Testosterone Replacement Therapy
May 19, 2015, 00:00 AM
There are several conditions associated with a high prevalence of low testosterone levels, such as chronic obstructive pulmonary disease, osteoporosis, and infertility. Men may be screened if specific symptoms or signs are reported, such as reduced libido, loss of body hair, breast discomfort, or hot flashes. However, there has been more published research about the link between low testosterone levels (i.e. hypogonadism) and type 2 diabetes mellitus. In this blog, I wanted to focus on testosterone replacement therapy as June is Men’s Health Month.
Testosterone replacement therapy is commonly used to restore testosterone level back to physiologic levels, in which can improve symptoms. Testosterone replacement therapy should be given to those with a diagnosis of hypogonadism, which is the presence of symptoms with low testosterone levels. Testosterone levels should be obtained between 7 and 11 am and also be confirmed with a second diagnostic test – similar to fasting glucose levels for diabetes diagnosis. There are several formulations for testosterone replacement therapy, such as intramuscular, transdermal (i.e. gel, patch, solution), buccal tablet, or subcutaneous pellets. Each project as its advantages and disadvantages and will be dosed differently. The appropriate product should be selected for the patient. Often, in clinical practice, the most commonly prescribed products are transdermal formulations. These specific projects are dosed once-daily and have flexible application instructions. However, a concern is risk of transfer to another individual based on the site of transdermal application. Among the transdermal products, the gel and solution would be the most convenient, as the patch can cause more skin irritation.
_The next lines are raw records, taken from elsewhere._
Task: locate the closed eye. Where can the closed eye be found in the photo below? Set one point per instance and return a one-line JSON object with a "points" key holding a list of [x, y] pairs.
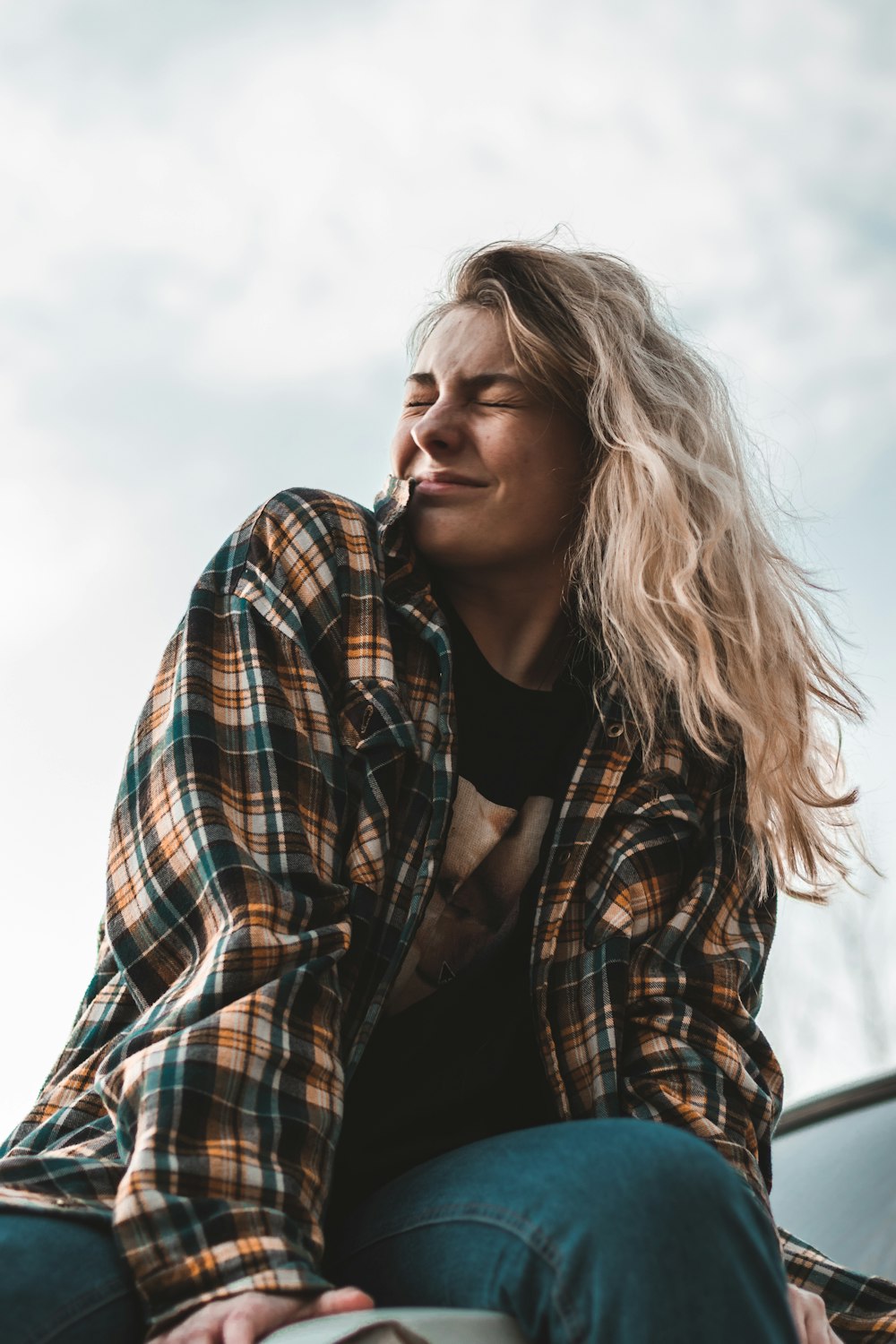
{"points": [[509, 405]]}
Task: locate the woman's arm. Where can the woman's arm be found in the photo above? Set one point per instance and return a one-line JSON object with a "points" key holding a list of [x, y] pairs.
{"points": [[226, 919], [694, 1055]]}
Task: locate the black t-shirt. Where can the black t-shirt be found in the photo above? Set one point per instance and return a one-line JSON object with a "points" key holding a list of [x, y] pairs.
{"points": [[452, 1056]]}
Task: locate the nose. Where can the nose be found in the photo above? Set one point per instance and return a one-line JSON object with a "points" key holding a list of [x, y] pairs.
{"points": [[438, 429]]}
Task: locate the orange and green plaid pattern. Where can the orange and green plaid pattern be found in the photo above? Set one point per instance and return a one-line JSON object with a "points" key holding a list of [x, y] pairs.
{"points": [[280, 822]]}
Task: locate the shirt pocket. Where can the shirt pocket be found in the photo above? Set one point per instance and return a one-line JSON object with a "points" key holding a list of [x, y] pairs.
{"points": [[638, 863], [381, 745]]}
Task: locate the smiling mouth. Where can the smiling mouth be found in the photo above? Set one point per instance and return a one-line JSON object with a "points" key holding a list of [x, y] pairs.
{"points": [[445, 484]]}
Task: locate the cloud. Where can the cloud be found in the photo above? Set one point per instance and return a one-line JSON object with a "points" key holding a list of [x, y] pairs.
{"points": [[220, 222]]}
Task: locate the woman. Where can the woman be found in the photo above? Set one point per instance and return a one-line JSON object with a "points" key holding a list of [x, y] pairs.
{"points": [[446, 849]]}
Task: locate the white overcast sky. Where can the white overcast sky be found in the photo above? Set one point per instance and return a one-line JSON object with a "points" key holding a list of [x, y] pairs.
{"points": [[218, 222]]}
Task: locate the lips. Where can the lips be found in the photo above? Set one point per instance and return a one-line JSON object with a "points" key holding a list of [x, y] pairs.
{"points": [[445, 483]]}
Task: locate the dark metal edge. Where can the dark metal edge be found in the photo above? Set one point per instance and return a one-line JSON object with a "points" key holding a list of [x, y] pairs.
{"points": [[837, 1102]]}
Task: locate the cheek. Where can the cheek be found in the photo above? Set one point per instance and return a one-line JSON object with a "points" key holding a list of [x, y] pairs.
{"points": [[401, 451]]}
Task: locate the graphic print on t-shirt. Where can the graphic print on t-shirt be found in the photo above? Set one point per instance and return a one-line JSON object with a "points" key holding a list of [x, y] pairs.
{"points": [[490, 854]]}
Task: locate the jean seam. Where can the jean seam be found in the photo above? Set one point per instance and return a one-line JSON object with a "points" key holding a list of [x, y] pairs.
{"points": [[80, 1309], [508, 1220]]}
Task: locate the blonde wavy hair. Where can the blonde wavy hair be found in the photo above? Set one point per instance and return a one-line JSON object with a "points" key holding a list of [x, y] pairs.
{"points": [[675, 575]]}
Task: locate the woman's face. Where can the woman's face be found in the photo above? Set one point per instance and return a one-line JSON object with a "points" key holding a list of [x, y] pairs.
{"points": [[498, 470]]}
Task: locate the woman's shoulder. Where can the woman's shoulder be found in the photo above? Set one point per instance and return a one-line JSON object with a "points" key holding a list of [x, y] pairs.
{"points": [[303, 551]]}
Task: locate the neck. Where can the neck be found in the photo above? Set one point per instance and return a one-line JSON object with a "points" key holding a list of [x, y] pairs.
{"points": [[519, 624]]}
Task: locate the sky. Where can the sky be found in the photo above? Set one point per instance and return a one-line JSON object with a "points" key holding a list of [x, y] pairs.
{"points": [[218, 223]]}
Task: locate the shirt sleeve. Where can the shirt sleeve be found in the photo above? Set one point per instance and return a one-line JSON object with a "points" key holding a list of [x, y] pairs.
{"points": [[228, 919], [694, 1054]]}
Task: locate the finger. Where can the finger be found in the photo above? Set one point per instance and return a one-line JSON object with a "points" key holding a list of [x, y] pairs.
{"points": [[239, 1328], [341, 1300], [797, 1312], [817, 1328]]}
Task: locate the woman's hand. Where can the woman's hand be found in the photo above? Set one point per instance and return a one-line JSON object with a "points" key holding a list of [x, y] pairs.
{"points": [[250, 1316], [810, 1317]]}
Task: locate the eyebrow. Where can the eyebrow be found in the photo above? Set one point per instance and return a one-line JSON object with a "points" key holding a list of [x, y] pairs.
{"points": [[478, 381]]}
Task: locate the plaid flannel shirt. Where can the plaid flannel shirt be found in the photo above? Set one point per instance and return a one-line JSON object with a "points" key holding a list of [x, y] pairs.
{"points": [[281, 817]]}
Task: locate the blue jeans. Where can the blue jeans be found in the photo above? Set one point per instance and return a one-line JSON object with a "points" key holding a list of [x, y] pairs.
{"points": [[592, 1231]]}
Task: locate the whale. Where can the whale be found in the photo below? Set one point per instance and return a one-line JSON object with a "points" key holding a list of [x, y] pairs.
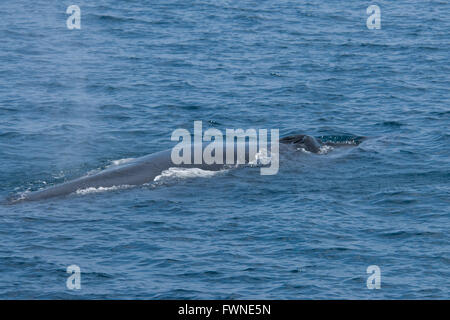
{"points": [[145, 169]]}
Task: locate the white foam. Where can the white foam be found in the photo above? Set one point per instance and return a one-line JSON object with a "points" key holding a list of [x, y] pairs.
{"points": [[261, 158], [121, 161], [101, 189], [183, 173], [325, 149]]}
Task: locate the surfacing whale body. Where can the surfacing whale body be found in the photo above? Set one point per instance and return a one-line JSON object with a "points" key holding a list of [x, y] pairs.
{"points": [[144, 169]]}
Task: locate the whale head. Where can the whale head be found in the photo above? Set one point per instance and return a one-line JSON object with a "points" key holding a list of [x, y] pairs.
{"points": [[302, 141]]}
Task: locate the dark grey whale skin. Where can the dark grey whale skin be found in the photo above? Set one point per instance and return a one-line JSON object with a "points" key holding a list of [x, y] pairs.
{"points": [[144, 170]]}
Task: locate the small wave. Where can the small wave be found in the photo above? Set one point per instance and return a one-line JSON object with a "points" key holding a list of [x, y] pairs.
{"points": [[121, 161], [101, 189], [183, 173]]}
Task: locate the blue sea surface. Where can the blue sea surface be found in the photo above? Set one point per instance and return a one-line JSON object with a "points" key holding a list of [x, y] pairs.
{"points": [[76, 101]]}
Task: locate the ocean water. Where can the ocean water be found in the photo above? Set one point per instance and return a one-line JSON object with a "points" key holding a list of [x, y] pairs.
{"points": [[76, 101]]}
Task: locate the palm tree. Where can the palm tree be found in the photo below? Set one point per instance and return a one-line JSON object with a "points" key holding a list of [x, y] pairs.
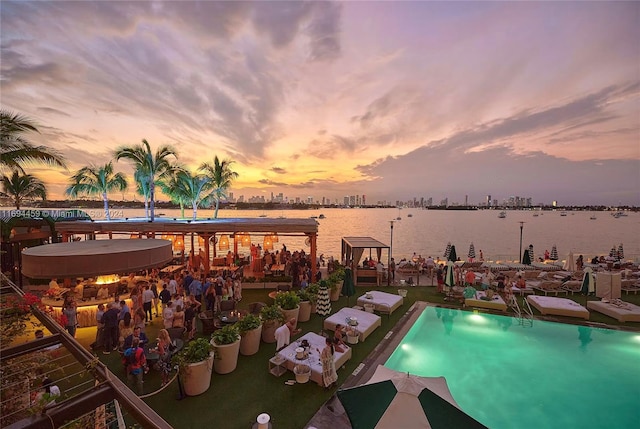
{"points": [[21, 187], [152, 167], [142, 188], [221, 176], [15, 150], [97, 180]]}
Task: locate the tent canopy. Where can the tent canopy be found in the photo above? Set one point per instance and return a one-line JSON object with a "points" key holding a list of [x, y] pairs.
{"points": [[353, 248]]}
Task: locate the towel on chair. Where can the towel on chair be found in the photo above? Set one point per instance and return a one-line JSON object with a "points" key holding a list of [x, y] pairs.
{"points": [[283, 337]]}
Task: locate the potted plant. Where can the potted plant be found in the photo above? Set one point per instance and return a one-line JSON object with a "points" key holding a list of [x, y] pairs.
{"points": [[313, 290], [335, 281], [304, 314], [272, 319], [226, 343], [195, 363], [289, 303], [250, 328]]}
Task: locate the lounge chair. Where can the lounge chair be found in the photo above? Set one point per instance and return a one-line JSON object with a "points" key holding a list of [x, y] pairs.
{"points": [[572, 286], [630, 286], [549, 287]]}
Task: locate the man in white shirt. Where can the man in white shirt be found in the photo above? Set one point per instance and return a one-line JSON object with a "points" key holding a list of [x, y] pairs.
{"points": [[379, 273], [173, 286], [147, 301], [167, 316]]}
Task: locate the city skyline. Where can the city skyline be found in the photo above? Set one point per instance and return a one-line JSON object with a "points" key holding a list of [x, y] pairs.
{"points": [[392, 100]]}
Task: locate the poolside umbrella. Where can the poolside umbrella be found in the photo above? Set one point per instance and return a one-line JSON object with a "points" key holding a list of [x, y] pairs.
{"points": [[392, 399], [620, 252], [452, 254], [449, 279], [348, 288], [472, 253], [447, 251], [570, 264], [588, 285]]}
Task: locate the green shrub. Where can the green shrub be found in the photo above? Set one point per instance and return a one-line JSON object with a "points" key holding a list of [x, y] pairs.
{"points": [[287, 300], [271, 313], [226, 335], [193, 352], [248, 323]]}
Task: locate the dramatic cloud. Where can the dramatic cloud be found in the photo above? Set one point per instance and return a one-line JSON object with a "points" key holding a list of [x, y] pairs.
{"points": [[324, 98]]}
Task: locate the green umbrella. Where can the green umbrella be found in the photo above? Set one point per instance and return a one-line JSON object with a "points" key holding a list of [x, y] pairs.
{"points": [[348, 288], [392, 399]]}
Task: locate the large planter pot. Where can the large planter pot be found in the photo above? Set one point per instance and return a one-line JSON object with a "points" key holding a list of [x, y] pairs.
{"points": [[196, 377], [269, 331], [226, 359], [305, 311], [250, 342], [334, 293], [292, 314]]}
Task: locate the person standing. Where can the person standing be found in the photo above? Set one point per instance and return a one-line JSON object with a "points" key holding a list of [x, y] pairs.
{"points": [[392, 270], [329, 375], [136, 364], [110, 333], [147, 302], [165, 296], [71, 314]]}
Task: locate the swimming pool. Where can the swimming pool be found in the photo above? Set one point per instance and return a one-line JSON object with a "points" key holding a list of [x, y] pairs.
{"points": [[548, 375]]}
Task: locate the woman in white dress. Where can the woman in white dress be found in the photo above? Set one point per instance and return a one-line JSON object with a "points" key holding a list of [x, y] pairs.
{"points": [[329, 375]]}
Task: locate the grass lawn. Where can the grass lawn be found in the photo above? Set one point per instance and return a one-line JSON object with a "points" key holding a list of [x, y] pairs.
{"points": [[235, 400]]}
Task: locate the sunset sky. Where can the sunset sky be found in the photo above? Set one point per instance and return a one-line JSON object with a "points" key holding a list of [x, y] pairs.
{"points": [[394, 100]]}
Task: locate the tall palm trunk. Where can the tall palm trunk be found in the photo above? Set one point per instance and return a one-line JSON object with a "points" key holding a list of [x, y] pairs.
{"points": [[146, 207], [152, 197], [106, 206]]}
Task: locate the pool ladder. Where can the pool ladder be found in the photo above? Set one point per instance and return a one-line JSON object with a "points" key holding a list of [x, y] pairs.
{"points": [[525, 314]]}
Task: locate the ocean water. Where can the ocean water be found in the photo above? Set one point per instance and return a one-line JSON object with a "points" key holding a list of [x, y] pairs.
{"points": [[506, 375], [427, 232]]}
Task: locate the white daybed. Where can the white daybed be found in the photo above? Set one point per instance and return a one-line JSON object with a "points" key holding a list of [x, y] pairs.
{"points": [[619, 310], [316, 342], [367, 322], [558, 306], [383, 302], [496, 302]]}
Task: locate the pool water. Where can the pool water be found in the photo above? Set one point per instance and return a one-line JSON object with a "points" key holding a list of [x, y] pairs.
{"points": [[506, 375]]}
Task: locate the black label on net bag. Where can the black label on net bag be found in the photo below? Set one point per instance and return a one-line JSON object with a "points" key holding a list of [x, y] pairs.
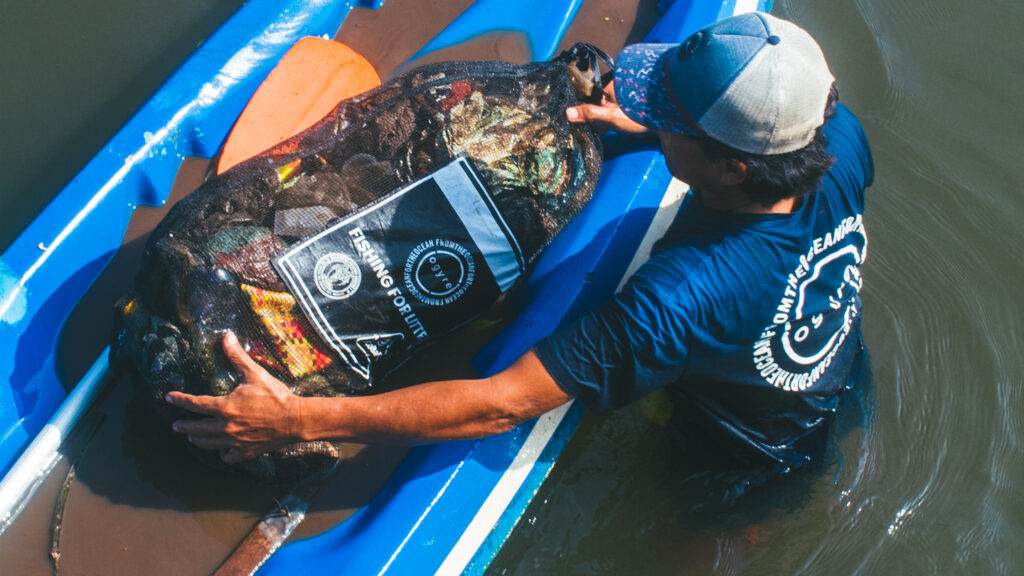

Once a patient is prescribed testosterone replacement therapy, monitoring should be completed on a 3-6 months basis. Symptoms, adverse events, testosterone, and complete blood count should be monitored. Lipid panel should also be monitored based on the 2013 cholesterol guidelines. Bone mineral density tests can be completed as 1 to 2 years of therapy, especially among those with a diagnosis of osteopenia, osteoporosis, or fracture.
In addition to more evidence about testosterone and diabetes, there has been published data about testosterone replacement therapy and increased risk of cardiovascular event. In a retrospective cohort study, charts of patients with low testosterone levels who underwent coronary angiography were reviewed. Based on the information, there seemed to be a higher frequency of death and cardiovascular events among those receiving testosterone replacement therapy. In another retrospective trial, individuals younger or older than 65 years had a high risk of a myocardial infarction, based on relative risk of 2.07 and 1.90, respectively. It is important to consider these risks and warnings, especially among patients with type 2 diabetes, whether or not the patient has a documented history of heart disease.